Como você observou a COP-30, a Cúpula do Clima que acabou de ser realizada no Brasil?

Muita coisa esteve em discussão, inclusive nos encontros sobre alimentos, mas nada que constasse no relatório final, o que foi uma grande decepção.

Outro tema importante da sua pesquisa e crítica é rotulagem de alimentos, que você diz não ser confiável. Por quê?

Fui a um mercado e comprei caixas de cereais, no caso, sucrilhos. Uma tinha aviso de alerta, a outra não. Enquanto uma falava que havia aditivos artificiais, a outra não tinha essa informação. No Brasil a rotulagem é mais eficiente. Mas pode ser melhor. O rótulo de alerta é muito pequeno e muito polido.

Você conheceu supermercados no Brasil?

Sim. Os grandes supermercados são como nos EUA. Aqui ainda existem mercados menores. Os grandes têm mais comida ultraprocessada. É como nos Estados Unidos. Os grandes mercados são lindos (risos). Eu fui para alguns em São Paulo e eram lindas lojas. Mas sempre fico focada em cereais, pois meu próximo livro será sobre eles, ainda que esse produto não seja tão importante no Brasil.

E por que este será o tema de seu próximo livro?

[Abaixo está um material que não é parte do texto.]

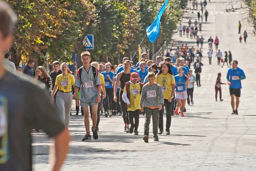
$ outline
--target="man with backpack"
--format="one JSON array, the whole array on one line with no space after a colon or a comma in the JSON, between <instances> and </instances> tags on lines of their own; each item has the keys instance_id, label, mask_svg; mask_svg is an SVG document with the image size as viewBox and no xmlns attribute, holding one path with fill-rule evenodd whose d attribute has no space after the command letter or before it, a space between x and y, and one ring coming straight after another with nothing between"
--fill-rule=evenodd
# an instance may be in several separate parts
<instances>
[{"instance_id":1,"label":"man with backpack","mask_svg":"<svg viewBox=\"0 0 256 171\"><path fill-rule=\"evenodd\" d=\"M77 70L75 82L75 92L76 97L76 104L77 106L79 106L81 102L81 107L84 110L86 134L82 141L84 141L90 140L91 138L89 119L89 106L92 106L93 126L91 130L93 137L95 139L98 139L96 125L98 103L101 101L101 83L98 69L90 64L91 60L90 52L82 52L81 58L83 66ZM77 97L80 88L81 99L79 99Z\"/></svg>"}]
</instances>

É um livro sobre a política alimentar dos Estados Unidos, no qual uso as caixas de cereais como ilustrações. Porque as caixas mudam o tempo todo, em respostas às leis, às mudanças culturais e de marketing. Também refletem a tentativa da indústria de tornar os cereais almoços normais, atrativos para adultos interessados em saúde. Ao mesmo tempo, querem continuar sendo vendidos para crianças que gostam de açúcar.

A pesquisa brasileira sobre ultraprocessados e sua correlação crescente com algumas doenças, sob liderança de Carlos Monteiro, tem tido repercussão no seu país?

Carlos Monteiro trabalha Geoffrey Cannon, que participou de livros meus anteriores, um antigo amigo. Sua iniciativa é uma grande ideia e seus artigos, que agora chegaram aos EUA por meio da Revista Lancet, têm uma grande importância.